Evolution of a Community-Based Regional Program of Excellence in Cancer Care


An Interview with Randall A. Oyer, M.D.


Oncology Program Director, Cancer Care


Across the United States, the incidence and prevalence of cancer continue to increase. According to the American Cancer Society, about 1.44 million new cancers cases were identified in 2007, representing an 18% increase over 2000. Reasons for the increase are complex and include population growth, changing demographics, and lifestyle factors. In conjunction with this dismal trend, significant advances in cancer diagnosis, treatment, and prevention have been achieved. Cancer mortality rates are decreasing, and the five-year survival rate for all cancers diagnosed between 1996 and 2002 is 66%, up from 51% in the mid-1970s. Factors that have fueled this improvement include progress in diagnosing certain cancers at earlier stages, innovations in targeted therapies, and greater understanding of the molecular and genetic basis of cancer. The increasing numbers of new cancer cases and cancer survivors translates into growing utilization of cancer services at both the national and local levels.
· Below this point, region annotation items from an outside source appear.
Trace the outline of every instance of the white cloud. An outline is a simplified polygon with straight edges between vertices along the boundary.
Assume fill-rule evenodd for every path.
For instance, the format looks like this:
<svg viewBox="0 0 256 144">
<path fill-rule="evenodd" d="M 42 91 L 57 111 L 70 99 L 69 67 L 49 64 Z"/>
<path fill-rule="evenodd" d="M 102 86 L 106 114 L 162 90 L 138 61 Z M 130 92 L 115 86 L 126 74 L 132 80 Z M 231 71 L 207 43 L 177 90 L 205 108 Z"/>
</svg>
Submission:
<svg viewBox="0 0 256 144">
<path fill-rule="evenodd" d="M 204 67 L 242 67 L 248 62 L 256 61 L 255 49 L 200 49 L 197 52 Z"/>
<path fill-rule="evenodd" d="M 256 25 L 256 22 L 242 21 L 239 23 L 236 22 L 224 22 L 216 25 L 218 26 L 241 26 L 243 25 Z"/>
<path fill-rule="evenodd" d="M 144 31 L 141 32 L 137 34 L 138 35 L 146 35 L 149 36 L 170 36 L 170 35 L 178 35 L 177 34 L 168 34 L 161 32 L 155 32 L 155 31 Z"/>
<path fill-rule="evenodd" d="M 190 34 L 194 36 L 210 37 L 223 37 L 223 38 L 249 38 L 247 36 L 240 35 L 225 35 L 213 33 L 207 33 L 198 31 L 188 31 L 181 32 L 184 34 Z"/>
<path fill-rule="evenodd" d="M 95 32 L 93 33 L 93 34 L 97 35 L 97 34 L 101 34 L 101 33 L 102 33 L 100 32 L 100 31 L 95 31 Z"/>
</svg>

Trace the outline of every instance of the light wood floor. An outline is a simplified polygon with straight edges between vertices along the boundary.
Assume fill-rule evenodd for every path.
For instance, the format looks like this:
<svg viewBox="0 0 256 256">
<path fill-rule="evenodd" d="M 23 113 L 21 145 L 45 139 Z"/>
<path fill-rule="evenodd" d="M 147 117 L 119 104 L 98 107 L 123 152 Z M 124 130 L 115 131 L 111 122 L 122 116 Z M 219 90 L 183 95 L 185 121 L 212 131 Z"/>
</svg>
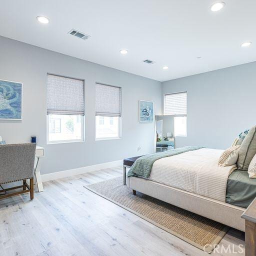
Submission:
<svg viewBox="0 0 256 256">
<path fill-rule="evenodd" d="M 45 182 L 32 201 L 28 194 L 0 200 L 0 255 L 208 255 L 84 188 L 122 172 L 120 166 Z M 234 255 L 240 244 L 244 233 L 231 229 L 220 244 L 227 252 L 212 255 Z"/>
</svg>

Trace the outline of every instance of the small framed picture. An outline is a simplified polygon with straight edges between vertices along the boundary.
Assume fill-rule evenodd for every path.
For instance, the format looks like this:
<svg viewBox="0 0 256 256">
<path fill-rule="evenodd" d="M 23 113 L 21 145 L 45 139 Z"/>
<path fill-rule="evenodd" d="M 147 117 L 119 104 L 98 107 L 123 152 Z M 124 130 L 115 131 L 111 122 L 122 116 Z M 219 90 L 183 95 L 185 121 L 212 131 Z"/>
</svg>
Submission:
<svg viewBox="0 0 256 256">
<path fill-rule="evenodd" d="M 154 102 L 139 100 L 139 120 L 142 122 L 152 122 L 154 118 Z"/>
<path fill-rule="evenodd" d="M 22 83 L 0 80 L 0 119 L 22 118 Z"/>
</svg>

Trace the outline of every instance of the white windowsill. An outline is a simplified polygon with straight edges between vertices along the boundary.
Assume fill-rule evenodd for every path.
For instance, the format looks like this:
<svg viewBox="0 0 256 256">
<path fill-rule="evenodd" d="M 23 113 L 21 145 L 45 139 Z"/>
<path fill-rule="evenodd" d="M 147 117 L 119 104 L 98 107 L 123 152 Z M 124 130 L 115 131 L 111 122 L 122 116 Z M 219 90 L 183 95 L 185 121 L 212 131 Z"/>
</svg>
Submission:
<svg viewBox="0 0 256 256">
<path fill-rule="evenodd" d="M 52 141 L 47 142 L 47 145 L 50 145 L 51 144 L 63 144 L 64 143 L 74 143 L 76 142 L 84 142 L 84 140 L 59 140 L 59 141 Z"/>
<path fill-rule="evenodd" d="M 122 138 L 116 137 L 116 138 L 96 138 L 95 140 L 121 140 Z"/>
</svg>

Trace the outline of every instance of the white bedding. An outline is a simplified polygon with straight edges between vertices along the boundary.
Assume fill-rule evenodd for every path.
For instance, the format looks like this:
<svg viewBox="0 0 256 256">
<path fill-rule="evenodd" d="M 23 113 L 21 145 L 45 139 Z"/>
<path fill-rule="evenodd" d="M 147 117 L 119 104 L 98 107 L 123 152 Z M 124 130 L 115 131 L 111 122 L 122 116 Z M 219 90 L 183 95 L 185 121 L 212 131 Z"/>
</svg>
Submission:
<svg viewBox="0 0 256 256">
<path fill-rule="evenodd" d="M 201 148 L 162 158 L 148 180 L 225 202 L 228 178 L 236 166 L 218 166 L 223 151 Z"/>
</svg>

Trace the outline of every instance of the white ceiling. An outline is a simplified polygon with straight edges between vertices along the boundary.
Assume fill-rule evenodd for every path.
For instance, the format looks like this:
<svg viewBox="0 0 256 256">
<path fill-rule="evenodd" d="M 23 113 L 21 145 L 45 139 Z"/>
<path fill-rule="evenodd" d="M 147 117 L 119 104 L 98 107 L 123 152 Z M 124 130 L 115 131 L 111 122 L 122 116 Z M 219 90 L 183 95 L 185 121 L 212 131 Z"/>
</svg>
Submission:
<svg viewBox="0 0 256 256">
<path fill-rule="evenodd" d="M 0 35 L 165 81 L 256 60 L 256 1 L 222 0 L 213 12 L 214 0 L 1 0 Z M 244 41 L 253 42 L 241 48 Z"/>
</svg>

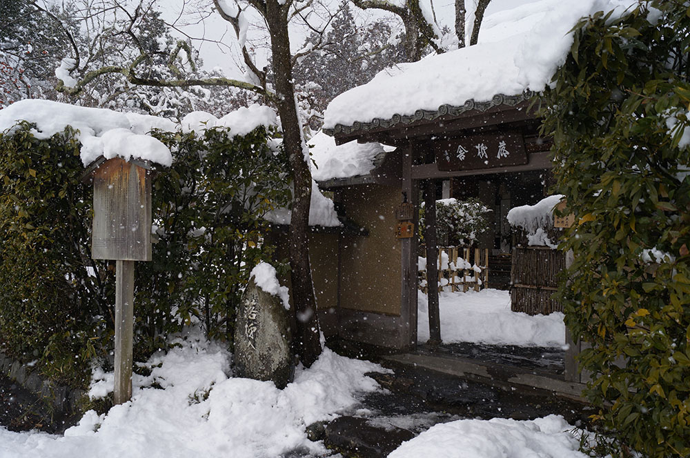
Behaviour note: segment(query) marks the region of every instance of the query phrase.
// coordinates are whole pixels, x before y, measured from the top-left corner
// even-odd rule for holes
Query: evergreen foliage
[[[615,456],[690,456],[690,10],[642,2],[574,30],[544,110],[576,217],[566,324],[591,345],[580,363]]]
[[[444,246],[475,246],[477,237],[489,228],[487,208],[478,199],[464,201],[442,199],[436,201],[436,237]],[[420,237],[424,240],[424,203],[420,210]]]
[[[75,132],[39,139],[31,127],[0,134],[0,347],[83,388],[112,347],[114,262],[91,259],[92,186]],[[154,135],[174,162],[154,178],[153,261],[136,266],[135,359],[194,321],[231,338],[250,270],[272,255],[261,217],[290,195],[263,127]]]

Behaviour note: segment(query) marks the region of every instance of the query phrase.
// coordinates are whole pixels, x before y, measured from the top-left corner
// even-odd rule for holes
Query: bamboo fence
[[[562,312],[551,298],[558,286],[558,272],[565,268],[565,255],[548,247],[515,247],[511,269],[511,310],[528,315]]]
[[[439,291],[479,291],[489,288],[489,249],[439,247]],[[420,270],[419,289],[428,293],[426,270]],[[444,289],[445,288],[445,289]]]

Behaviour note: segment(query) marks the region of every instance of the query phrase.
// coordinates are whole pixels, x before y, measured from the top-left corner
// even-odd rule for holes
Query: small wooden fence
[[[424,258],[422,258],[424,259]],[[439,291],[479,291],[489,288],[489,249],[439,247]],[[420,266],[419,289],[428,292],[426,266]]]
[[[551,299],[558,289],[558,275],[565,268],[562,252],[544,246],[513,248],[511,310],[529,315],[562,312]]]

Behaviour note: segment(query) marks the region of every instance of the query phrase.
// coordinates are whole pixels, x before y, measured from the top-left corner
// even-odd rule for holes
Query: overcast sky
[[[196,39],[200,55],[204,59],[204,66],[207,69],[219,68],[228,77],[241,77],[241,70],[239,55],[239,48],[235,39],[235,33],[220,16],[212,8],[212,0],[158,0],[163,7],[166,20],[179,27],[180,35]],[[330,0],[337,5],[338,0]],[[428,2],[430,0],[422,0]],[[455,22],[454,0],[433,0],[436,18],[440,25],[453,28]],[[466,0],[469,2],[473,0]],[[492,0],[486,9],[485,17],[492,14],[515,8],[524,3],[533,3],[539,0]],[[568,1],[568,0],[564,0]],[[577,0],[575,0],[577,1]],[[362,11],[356,7],[352,8],[356,19],[362,23],[371,21],[377,17],[393,17],[387,13],[368,10]],[[257,63],[262,66],[266,64],[268,55],[268,40],[265,34],[259,28],[262,25],[258,17],[253,17],[251,22],[249,37],[252,45],[257,52]],[[304,43],[308,32],[303,28],[293,27],[291,30],[290,46],[293,50],[299,49]]]

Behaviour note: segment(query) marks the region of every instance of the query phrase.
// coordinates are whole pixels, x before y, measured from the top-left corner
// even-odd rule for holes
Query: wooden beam
[[[419,195],[417,182],[412,179],[411,170],[414,150],[408,144],[402,152],[402,189],[403,195],[414,208],[417,208]],[[403,347],[415,348],[417,346],[417,212],[415,212],[412,221],[415,225],[415,235],[410,238],[400,239],[400,318],[401,338]]]
[[[516,172],[529,172],[550,169],[553,167],[549,157],[549,152],[533,152],[528,155],[529,162],[520,166],[509,166],[506,167],[494,167],[493,168],[480,168],[472,170],[456,170],[452,172],[442,172],[438,170],[435,163],[425,163],[412,166],[413,179],[426,179],[428,178],[453,178],[454,177],[471,177],[472,175],[486,175],[495,173],[515,173]]]
[[[534,112],[529,110],[529,102],[523,102],[507,110],[505,107],[494,107],[484,112],[476,112],[473,116],[454,119],[440,117],[433,121],[425,121],[424,124],[403,125],[386,133],[390,139],[395,141],[429,135],[445,135],[448,132],[457,135],[460,131],[483,132],[498,126],[504,128],[511,126],[511,128],[514,128],[533,123],[533,130],[536,130],[541,121],[535,119]]]
[[[115,261],[115,404],[132,397],[132,339],[134,337],[134,261]]]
As the predominant health care system in Lancaster County, PA, Lancaster General Hospital (LGH) provides a broad range of services in both inpatient and ambulatory settings. Cancer Care is a high profile, multidisciplinary initiative of LGH that has evolved over the years to provide a comprehensive array of diagnostic, treatment and support services. Recently, the leadership of Cancer Care undertook a critical review of the service and embarked on a comprehensive program of quality improvement based in part on national benchmarks of cancer care excellence and the unique needs of the local population. In this interview, Randy Oyer, MD, Oncology Program Director, discusses the program currently underway to establish Cancer Care as the premier regional cancer care provider.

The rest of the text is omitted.